When Aga Ilwicka-Sheppard was a child in Poland, her father would read her stories by Sholem Aleichem, translated from Yiddish.
“From Sholem Aleichem, we jumped to the Bible,” Aga said. “And Dad said, 'look how wonderful is this culture.'”
He was talking about Jewish culture, something that was hard to find in Poland in the decades after World War II and the Holocaust.
Aga entered the University of Wroclaw planning to study classics. “But inside,” she said, “something was calling me, for getting more knowledge about the Jewish culture.”
Aga is not Jewish. Now 27, she’s among a small group of young Poles who are helping in the effort to revive Jewish culture and scholarship in their country.
Poland used to be a European center of Jewish life. But when the Nazis exterminated most of Poland’s Jewish population in the Holocaust, they also obliterated Poland’s vibrant Jewish culture. Polish Jews who managed to survive mostly emigrated. Some of those who stayed hid their identity, fearing persecution. As recently as 1968, the Polish government expelled thousands of Jews.
But in the past two decades, there’s been a resurgence of interest in Poland's Jewish history and culture. Aga attributes some of that to the government’s campaign to promote multiculturalism as part of its bid to join the European Union. Now, many small towns — in addition to major cities like Warsaw and Krakow — host Jewish music festivals. And Jewish studies departments are becoming more common at Polish universities.
Aga took her first Yiddish class at the University of Wroclaw in 2008. She has gone on to do doctoral work in Jewish studies, focusing on Yiddish literature.
“We opened the books which nobody had touched here,” she said. “We talked about topics which maybe someone in America or Israel or even Germany had discussed every day, but here in Poland, we are among the very few people who are thinking about such topics.”
But with the growing interest, there aren’t enough Yiddish books in Poland for serious students, like Aga.
In 2011, Aga read that the Yiddish Book Center in Amherst, Massachusetts, which has more than one million Yiddish books in its collection, was sending hundreds of books to Vilnius, Lithuania, for a new Jewish library being built there.
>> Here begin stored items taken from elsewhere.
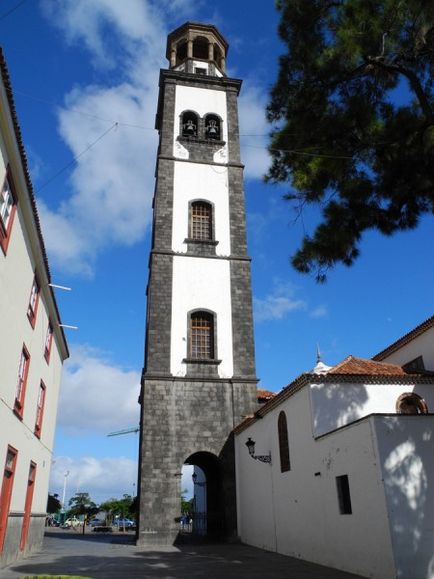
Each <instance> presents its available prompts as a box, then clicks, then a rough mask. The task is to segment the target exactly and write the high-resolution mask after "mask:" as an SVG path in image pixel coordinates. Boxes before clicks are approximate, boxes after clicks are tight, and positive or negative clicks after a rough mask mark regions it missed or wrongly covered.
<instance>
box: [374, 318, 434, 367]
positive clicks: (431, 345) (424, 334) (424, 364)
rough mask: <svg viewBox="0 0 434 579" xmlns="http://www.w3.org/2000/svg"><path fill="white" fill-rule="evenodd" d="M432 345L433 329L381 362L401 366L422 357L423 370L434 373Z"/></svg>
mask: <svg viewBox="0 0 434 579" xmlns="http://www.w3.org/2000/svg"><path fill="white" fill-rule="evenodd" d="M433 343H434V327H433V328H429V329H428V330H426V331H425V332H424V333H423V334H421V335H420V336H417V338H414V339H413V340H412V341H411V342H409V343H408V344H406V345H405V346H402V347H401V348H399V350H397V351H396V352H393V353H392V354H390V355H389V356H387V357H386V358H384V359H383V360H382V362H390V363H391V364H399V365H400V366H403V365H404V364H407V363H408V362H411V361H412V360H414V359H416V358H418V357H419V356H422V357H423V361H424V365H425V369H426V370H431V371H434V348H433V347H432V345H433Z"/></svg>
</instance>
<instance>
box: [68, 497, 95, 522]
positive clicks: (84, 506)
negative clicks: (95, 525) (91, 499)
mask: <svg viewBox="0 0 434 579" xmlns="http://www.w3.org/2000/svg"><path fill="white" fill-rule="evenodd" d="M68 504H69V507H70V508H69V515H72V516H74V515H75V516H77V515H86V516H87V517H91V516H92V515H95V514H96V513H97V512H98V510H99V509H98V507H97V506H96V504H95V503H94V502H93V501H92V500H91V498H90V495H89V493H75V495H74V496H73V497H71V498H70V499H69V503H68Z"/></svg>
“I thought, why Vilna?” Aga said, using the Yiddish name for Vilnius. “In Poland, even at my university, we struggle with the lack of the books.”
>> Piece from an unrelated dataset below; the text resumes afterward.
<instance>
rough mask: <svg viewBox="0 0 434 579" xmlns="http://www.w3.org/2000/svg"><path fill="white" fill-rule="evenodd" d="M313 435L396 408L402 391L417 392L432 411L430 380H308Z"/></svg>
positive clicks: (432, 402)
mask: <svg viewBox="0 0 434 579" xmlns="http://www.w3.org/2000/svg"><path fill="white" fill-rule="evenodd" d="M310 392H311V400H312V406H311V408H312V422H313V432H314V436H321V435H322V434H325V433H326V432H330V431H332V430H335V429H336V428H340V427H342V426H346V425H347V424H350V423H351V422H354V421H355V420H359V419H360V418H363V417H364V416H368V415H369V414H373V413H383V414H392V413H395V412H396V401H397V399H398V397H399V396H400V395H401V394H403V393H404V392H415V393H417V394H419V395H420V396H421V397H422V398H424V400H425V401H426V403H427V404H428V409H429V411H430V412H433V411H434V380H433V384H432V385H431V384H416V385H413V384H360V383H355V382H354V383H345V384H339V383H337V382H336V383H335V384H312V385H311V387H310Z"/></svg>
With that in mind, she applied for a year-long fellowship at the Yiddish Book Center, hoping she could procure “a few dictionaries” for her university.
Once she arrived in Amherst, where the center is, she proposed a project to send Yiddish books to Poland. Aaron Lansky, the center’s president, and Catherine Madsen, its bibliographer, were eager to help. So Aga began contacting Jewish institutions all over Poland, and found out that the need for Yiddish books was even greater than she realized.
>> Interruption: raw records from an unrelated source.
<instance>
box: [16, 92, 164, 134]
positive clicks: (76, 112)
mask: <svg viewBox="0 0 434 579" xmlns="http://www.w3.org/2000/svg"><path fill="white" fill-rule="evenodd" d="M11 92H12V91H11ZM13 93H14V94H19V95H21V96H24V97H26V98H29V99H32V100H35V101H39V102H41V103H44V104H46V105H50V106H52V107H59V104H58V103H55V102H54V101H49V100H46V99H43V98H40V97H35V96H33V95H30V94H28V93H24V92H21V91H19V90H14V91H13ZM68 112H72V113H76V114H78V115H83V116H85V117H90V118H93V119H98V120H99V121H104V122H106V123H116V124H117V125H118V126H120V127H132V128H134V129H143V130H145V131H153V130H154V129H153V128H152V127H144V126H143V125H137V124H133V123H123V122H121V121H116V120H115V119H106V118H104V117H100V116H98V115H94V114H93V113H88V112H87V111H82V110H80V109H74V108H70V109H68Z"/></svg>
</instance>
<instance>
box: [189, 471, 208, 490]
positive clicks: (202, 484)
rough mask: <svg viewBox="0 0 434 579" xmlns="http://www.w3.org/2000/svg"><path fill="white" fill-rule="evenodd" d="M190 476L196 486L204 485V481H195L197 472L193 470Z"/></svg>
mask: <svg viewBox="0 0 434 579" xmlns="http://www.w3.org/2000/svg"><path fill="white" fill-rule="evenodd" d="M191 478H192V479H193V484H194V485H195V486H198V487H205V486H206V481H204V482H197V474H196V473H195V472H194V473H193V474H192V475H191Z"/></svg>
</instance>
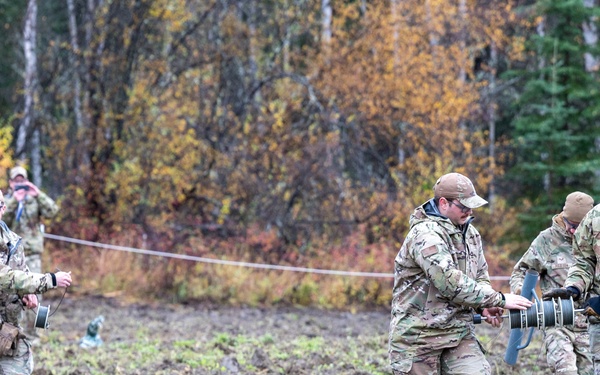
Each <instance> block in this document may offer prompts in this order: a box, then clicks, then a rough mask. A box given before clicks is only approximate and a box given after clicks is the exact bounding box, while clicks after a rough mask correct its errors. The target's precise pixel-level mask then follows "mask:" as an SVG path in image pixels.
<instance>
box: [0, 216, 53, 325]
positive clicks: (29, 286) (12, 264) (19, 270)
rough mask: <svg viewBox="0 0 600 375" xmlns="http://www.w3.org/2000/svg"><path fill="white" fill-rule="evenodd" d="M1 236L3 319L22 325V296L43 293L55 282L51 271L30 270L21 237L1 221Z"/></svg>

“I started talk to people. ‘What do you need, what for, who will use it?’ So I knew exactly to whom I will address this project,” she said.
Then, Aga set to work gathering books and packing them into boxes. She enlisted the help of college and graduate students studying Yiddish for the summer.
“I had to wait until they got some knowledge of the Yiddish,” Aga said. “They had to be able to read the Yiddish and at least identify the [cover of the] book.”
In the end, the Yiddish Book Center raised enough money to cover the expenses, to ship 3,000 books to 14 locations in Poland. Recipients included Jewish cultural centers, libraries and Jewish studies departments — in small towns as well as in Warsaw, Krakow, and Lublin. Aga’s own institution, the University of Wroclaw, received 1,000 books.
Aga is thrilled these books are now accessible to anyone who wants to read or study Yiddish in her home country.
“This is our treasure — the biggest treasure, maybe, that we hold, because it’s lost,” she said. “To some extent, it’s forgotten, and we had to learn and rediscover this culture once again.”